CSDN and many other websites have been hacked by hackers to spread Trojan viruses and phishing websites. It is suspected that CDN has been attacked.

According to news released by the network security company Qi'anxin Threat Intelligence Center, Qi'anxin recently observed that multiple websites, including CSDN, were hacked and used to spread Trojan viruses and phishing websites. The QiAnXin Threat Intelligence Center observed a sharp increase in related malicious domain names (hxxps://analyzev.oss-cn-beijing.aliyuncs.com) from the beginning of September, but no effective payloads were observed until the end of September, only some strange js scripts.

The domain name mentioned above is the default domain name of OSS object storage provided by Alibaba Cloud to customers, which means that hackers store all malicious files in Alibaba Cloud OSS for distribution, possibly to avoid domain name detection.

By the end of October, hackers finally took action and could observe malicious payload programs, including:

hxxps://analyzev.oss-cn-beijing.aliyuncs.com/update.exehxxps://analyzev.oss-cn-beijing.aliyuncs.com/ntp.exehxxps://analyzev.oss-cn-beijing.aliyuncs.com/flash_update.exehxxps://analyzev.oss-cn-beijing.aliyuncs.com/ntp_windows.exe

From the names of these files, we can see that hackers tried to disguise Trojan viruses as update programs, Flash, etc. Hackers even imitated the error page of the Google Chrome browser to draw a certificate update phishing website.
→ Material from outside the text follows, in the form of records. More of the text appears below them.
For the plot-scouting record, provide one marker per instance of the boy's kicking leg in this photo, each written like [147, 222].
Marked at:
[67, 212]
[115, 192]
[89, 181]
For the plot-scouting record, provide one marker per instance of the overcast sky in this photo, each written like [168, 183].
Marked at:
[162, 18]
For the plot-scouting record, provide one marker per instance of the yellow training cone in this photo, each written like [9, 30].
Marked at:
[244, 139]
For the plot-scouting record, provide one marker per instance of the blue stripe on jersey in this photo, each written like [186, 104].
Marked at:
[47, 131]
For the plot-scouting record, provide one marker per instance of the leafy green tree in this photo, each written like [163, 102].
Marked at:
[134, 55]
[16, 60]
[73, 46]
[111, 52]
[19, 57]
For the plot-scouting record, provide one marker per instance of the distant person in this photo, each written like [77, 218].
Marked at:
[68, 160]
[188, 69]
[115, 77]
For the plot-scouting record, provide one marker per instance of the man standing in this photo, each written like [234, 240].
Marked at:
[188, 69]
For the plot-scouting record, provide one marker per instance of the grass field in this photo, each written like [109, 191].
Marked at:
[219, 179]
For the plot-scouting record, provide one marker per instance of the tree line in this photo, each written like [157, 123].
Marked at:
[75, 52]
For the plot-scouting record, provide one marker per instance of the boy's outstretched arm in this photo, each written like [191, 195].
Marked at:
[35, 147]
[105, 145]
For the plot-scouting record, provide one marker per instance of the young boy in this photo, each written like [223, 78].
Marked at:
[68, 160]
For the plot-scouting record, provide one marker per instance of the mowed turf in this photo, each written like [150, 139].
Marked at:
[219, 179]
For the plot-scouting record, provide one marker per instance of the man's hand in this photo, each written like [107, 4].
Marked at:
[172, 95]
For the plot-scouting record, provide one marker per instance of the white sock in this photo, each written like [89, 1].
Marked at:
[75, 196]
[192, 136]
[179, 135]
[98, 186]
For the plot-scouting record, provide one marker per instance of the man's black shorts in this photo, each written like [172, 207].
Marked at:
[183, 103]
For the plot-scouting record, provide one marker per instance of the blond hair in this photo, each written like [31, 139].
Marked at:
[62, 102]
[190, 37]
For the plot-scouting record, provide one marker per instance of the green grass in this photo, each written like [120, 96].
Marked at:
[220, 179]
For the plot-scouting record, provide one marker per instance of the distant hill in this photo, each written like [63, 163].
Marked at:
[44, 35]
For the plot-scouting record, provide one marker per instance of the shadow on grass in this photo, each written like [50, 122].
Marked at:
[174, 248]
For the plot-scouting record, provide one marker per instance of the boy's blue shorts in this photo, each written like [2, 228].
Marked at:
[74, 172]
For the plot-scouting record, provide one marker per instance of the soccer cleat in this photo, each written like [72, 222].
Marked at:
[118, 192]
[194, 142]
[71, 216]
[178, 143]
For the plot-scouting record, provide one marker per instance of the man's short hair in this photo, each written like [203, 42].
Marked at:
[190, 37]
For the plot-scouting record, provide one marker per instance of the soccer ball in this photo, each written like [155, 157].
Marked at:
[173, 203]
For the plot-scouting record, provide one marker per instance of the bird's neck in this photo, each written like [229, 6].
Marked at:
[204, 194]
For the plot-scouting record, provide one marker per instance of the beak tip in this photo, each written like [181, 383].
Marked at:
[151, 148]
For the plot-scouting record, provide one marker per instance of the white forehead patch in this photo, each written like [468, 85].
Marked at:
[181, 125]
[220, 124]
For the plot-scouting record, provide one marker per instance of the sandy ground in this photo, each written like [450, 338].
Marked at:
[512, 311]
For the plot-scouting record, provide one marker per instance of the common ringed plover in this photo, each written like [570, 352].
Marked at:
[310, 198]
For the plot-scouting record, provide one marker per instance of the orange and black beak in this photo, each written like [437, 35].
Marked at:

The website below seems to be reporting an error from Chrome, but it is actually a phishing website created by hackers. Chrome does not have such a prompt:

CSDN was observed to become a Trojan website:

Researchers from the Qi’anxin team also noticed that the Referers requesting the above-mentioned malicious programs were all normal blog content of the CSDN website. Based on the relevant logs, it was finally confirmed that CSDN had been hacked, and the researchers also successfully reproduced the situation.

This additionally introduced js script is hxxps://analyzev.oss-cn-beijing.aliyuncs.com/jquery-statistics.js. That is, if the website comes with this script, it may jump to the phishing website when accessing the foreground.

It is worth noting that it is not just CSDN that has been hacked, but many industry websites and even local government websites have also been hacked. Currently, Qi Anxin speculates that a CDN provider used by these websites has been attacked. That is, hackers directly load malicious scripts to the website through the CDN side, and then use the malicious scripts to deliver phishing websites and Trojan viruses.

However, Qi'anxin did not disclose this CDN provider. Qi'anxin's related security software can already intercept such Trojans to ensure the security of terminal equipment.